Por um Plano Nacional de Educação em 1936

A década de 1930 estabeleceu mudanças significativas no cenário político nacional,

pois, compôs o momento no qual, o governo passa a dedicar se com a campanha nacional de

educação. Após o sucesso da Revolução de 1930, terminava a política das oligarquias e

iniciou se a chamada República Nova, na qual era chefiada pelo presidente Getúlio Vargas.

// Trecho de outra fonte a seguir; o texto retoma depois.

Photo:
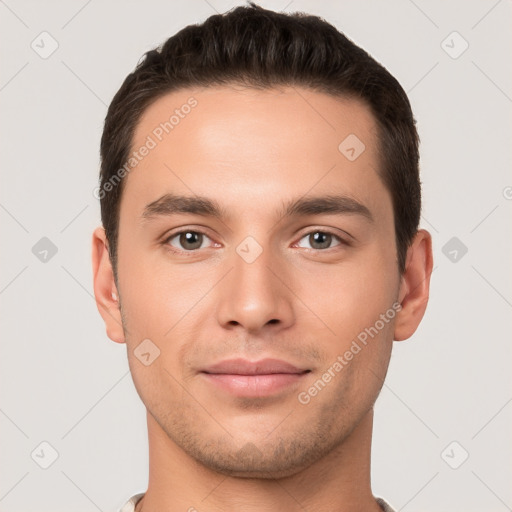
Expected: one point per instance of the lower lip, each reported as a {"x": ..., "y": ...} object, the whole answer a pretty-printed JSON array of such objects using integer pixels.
[{"x": 254, "y": 385}]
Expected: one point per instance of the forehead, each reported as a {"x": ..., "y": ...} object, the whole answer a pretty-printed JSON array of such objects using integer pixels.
[{"x": 233, "y": 140}]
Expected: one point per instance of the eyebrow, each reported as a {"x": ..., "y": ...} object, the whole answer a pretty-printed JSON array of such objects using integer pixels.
[{"x": 170, "y": 204}]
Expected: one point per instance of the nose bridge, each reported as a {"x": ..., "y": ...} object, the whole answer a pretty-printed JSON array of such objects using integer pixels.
[{"x": 252, "y": 295}]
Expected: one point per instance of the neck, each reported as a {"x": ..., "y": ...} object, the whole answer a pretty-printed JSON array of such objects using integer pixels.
[{"x": 340, "y": 481}]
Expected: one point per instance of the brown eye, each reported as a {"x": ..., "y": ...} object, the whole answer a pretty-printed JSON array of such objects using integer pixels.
[
  {"x": 187, "y": 240},
  {"x": 319, "y": 240}
]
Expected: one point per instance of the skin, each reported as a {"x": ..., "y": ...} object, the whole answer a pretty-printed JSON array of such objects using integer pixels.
[{"x": 251, "y": 150}]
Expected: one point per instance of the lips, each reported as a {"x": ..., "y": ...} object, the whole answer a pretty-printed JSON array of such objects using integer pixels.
[
  {"x": 245, "y": 367},
  {"x": 252, "y": 379}
]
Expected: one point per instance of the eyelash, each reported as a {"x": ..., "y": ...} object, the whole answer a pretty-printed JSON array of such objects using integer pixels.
[{"x": 172, "y": 249}]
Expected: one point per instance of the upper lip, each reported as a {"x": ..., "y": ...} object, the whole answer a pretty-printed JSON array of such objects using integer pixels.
[{"x": 246, "y": 367}]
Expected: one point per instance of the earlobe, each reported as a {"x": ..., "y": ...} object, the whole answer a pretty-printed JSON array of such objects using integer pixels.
[
  {"x": 105, "y": 291},
  {"x": 415, "y": 286}
]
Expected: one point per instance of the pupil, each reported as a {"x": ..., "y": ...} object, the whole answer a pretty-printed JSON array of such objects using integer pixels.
[
  {"x": 191, "y": 238},
  {"x": 322, "y": 239}
]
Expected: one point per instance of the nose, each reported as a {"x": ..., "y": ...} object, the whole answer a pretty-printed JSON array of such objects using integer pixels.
[{"x": 254, "y": 294}]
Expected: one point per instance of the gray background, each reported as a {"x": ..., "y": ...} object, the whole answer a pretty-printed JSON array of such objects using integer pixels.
[{"x": 65, "y": 383}]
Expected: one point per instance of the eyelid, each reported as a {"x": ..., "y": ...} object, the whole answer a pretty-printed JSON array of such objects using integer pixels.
[
  {"x": 342, "y": 241},
  {"x": 201, "y": 230}
]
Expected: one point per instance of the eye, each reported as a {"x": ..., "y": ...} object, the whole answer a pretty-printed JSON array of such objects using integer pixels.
[
  {"x": 188, "y": 240},
  {"x": 319, "y": 240}
]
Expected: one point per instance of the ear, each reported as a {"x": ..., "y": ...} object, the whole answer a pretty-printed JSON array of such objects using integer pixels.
[
  {"x": 414, "y": 285},
  {"x": 105, "y": 290}
]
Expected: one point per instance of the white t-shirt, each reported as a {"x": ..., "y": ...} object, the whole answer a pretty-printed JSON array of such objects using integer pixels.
[{"x": 129, "y": 506}]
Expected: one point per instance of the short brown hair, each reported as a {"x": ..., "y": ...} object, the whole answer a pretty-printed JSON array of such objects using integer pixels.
[{"x": 260, "y": 48}]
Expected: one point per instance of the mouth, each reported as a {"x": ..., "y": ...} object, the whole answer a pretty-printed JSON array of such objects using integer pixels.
[{"x": 243, "y": 378}]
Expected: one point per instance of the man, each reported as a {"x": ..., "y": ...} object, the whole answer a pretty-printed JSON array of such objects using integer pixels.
[{"x": 259, "y": 254}]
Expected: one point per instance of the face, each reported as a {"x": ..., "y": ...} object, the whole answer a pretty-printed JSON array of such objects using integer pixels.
[{"x": 264, "y": 267}]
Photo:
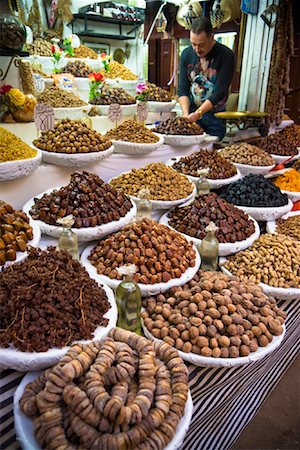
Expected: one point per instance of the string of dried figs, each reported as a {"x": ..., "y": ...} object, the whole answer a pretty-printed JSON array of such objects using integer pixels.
[
  {"x": 163, "y": 182},
  {"x": 48, "y": 300},
  {"x": 159, "y": 253},
  {"x": 219, "y": 168},
  {"x": 233, "y": 224},
  {"x": 214, "y": 316},
  {"x": 124, "y": 392},
  {"x": 15, "y": 232},
  {"x": 91, "y": 201},
  {"x": 72, "y": 136}
]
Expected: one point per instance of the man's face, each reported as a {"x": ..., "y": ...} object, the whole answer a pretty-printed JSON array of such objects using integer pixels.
[{"x": 202, "y": 43}]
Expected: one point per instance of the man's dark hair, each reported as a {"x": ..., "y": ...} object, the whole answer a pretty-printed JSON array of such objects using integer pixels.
[{"x": 201, "y": 24}]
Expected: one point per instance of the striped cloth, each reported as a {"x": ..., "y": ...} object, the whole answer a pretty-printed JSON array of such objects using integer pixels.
[{"x": 225, "y": 400}]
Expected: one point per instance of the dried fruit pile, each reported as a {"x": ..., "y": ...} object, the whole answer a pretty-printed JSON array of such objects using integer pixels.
[
  {"x": 234, "y": 225},
  {"x": 48, "y": 300},
  {"x": 124, "y": 392},
  {"x": 91, "y": 201},
  {"x": 159, "y": 253},
  {"x": 214, "y": 316}
]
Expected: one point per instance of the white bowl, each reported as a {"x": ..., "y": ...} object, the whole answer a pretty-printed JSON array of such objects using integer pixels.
[
  {"x": 11, "y": 170},
  {"x": 225, "y": 249},
  {"x": 12, "y": 358},
  {"x": 213, "y": 184},
  {"x": 83, "y": 234},
  {"x": 146, "y": 289}
]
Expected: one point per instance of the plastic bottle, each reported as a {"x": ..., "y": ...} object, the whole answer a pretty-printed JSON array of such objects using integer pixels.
[{"x": 129, "y": 300}]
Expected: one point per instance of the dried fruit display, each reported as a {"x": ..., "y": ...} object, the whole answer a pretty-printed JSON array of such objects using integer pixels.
[
  {"x": 48, "y": 300},
  {"x": 122, "y": 392},
  {"x": 214, "y": 316},
  {"x": 91, "y": 201}
]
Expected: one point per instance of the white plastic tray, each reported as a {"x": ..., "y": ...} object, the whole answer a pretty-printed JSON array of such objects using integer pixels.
[
  {"x": 25, "y": 431},
  {"x": 224, "y": 249},
  {"x": 11, "y": 358},
  {"x": 213, "y": 184},
  {"x": 209, "y": 361},
  {"x": 146, "y": 289},
  {"x": 83, "y": 234},
  {"x": 22, "y": 167}
]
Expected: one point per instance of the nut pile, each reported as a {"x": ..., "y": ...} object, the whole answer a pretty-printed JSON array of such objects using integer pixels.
[
  {"x": 110, "y": 96},
  {"x": 273, "y": 259},
  {"x": 124, "y": 392},
  {"x": 60, "y": 98},
  {"x": 15, "y": 232},
  {"x": 13, "y": 148},
  {"x": 71, "y": 136},
  {"x": 159, "y": 253},
  {"x": 254, "y": 190},
  {"x": 178, "y": 126},
  {"x": 290, "y": 227},
  {"x": 219, "y": 168},
  {"x": 132, "y": 131},
  {"x": 244, "y": 153},
  {"x": 233, "y": 224},
  {"x": 214, "y": 316},
  {"x": 163, "y": 182},
  {"x": 91, "y": 201},
  {"x": 78, "y": 69},
  {"x": 48, "y": 300}
]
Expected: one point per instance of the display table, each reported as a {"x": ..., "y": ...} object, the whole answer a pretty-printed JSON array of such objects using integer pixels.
[{"x": 225, "y": 400}]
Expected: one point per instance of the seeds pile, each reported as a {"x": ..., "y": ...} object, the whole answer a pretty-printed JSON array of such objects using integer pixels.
[
  {"x": 254, "y": 190},
  {"x": 214, "y": 316},
  {"x": 60, "y": 98},
  {"x": 272, "y": 259},
  {"x": 219, "y": 168},
  {"x": 132, "y": 131},
  {"x": 178, "y": 126},
  {"x": 163, "y": 182},
  {"x": 234, "y": 225},
  {"x": 15, "y": 232},
  {"x": 159, "y": 253},
  {"x": 91, "y": 201},
  {"x": 71, "y": 136},
  {"x": 290, "y": 227},
  {"x": 110, "y": 96},
  {"x": 13, "y": 148},
  {"x": 124, "y": 392},
  {"x": 78, "y": 69},
  {"x": 48, "y": 300},
  {"x": 244, "y": 153}
]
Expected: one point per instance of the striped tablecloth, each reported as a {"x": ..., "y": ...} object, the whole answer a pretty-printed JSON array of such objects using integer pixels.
[{"x": 225, "y": 400}]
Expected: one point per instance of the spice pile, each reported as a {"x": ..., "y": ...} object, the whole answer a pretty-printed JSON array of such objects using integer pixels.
[
  {"x": 159, "y": 253},
  {"x": 233, "y": 224},
  {"x": 163, "y": 182},
  {"x": 13, "y": 148},
  {"x": 254, "y": 190},
  {"x": 219, "y": 168},
  {"x": 273, "y": 259},
  {"x": 109, "y": 96},
  {"x": 91, "y": 201},
  {"x": 288, "y": 181},
  {"x": 15, "y": 232},
  {"x": 244, "y": 153},
  {"x": 214, "y": 316},
  {"x": 132, "y": 131},
  {"x": 178, "y": 126},
  {"x": 122, "y": 392},
  {"x": 71, "y": 136},
  {"x": 48, "y": 300},
  {"x": 60, "y": 98},
  {"x": 290, "y": 227}
]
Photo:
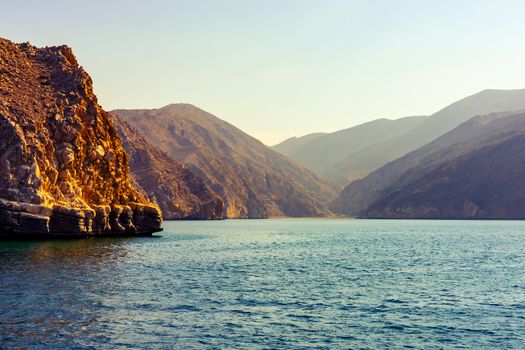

Em prol de uma campanha política, Vargas passou a participar de alguns movimentos

educacionais, constituindo o Ministério de Educação e Saúde Pública no país, sobre

influência dos reformadores da educação (LEMME, 1984, p. 170). Francisco Campos foi

nomeado ministro da educação, neste momento estava associado a construção da Quarta

Conferência Educacional da Associação Brasileira de Educação, assegurando assim, uma

relação próxima aos interesses e articulações que permeavam o congresso. Ao atuar em

conjunto no Ministério de Educação e na participação da Conferência, Francisco Campos

elaborou os decretos: “o de nº 19.850, criando o Conselho Nacional de Educação”, “o de nº

19.851, que instituía o Estatuto das Universidades Brasileiras” e, o de “nº 19.852, que

dispunha sobre a organização da Universidade do Rio de Janeiro” (LEMME, 1984, p. 171).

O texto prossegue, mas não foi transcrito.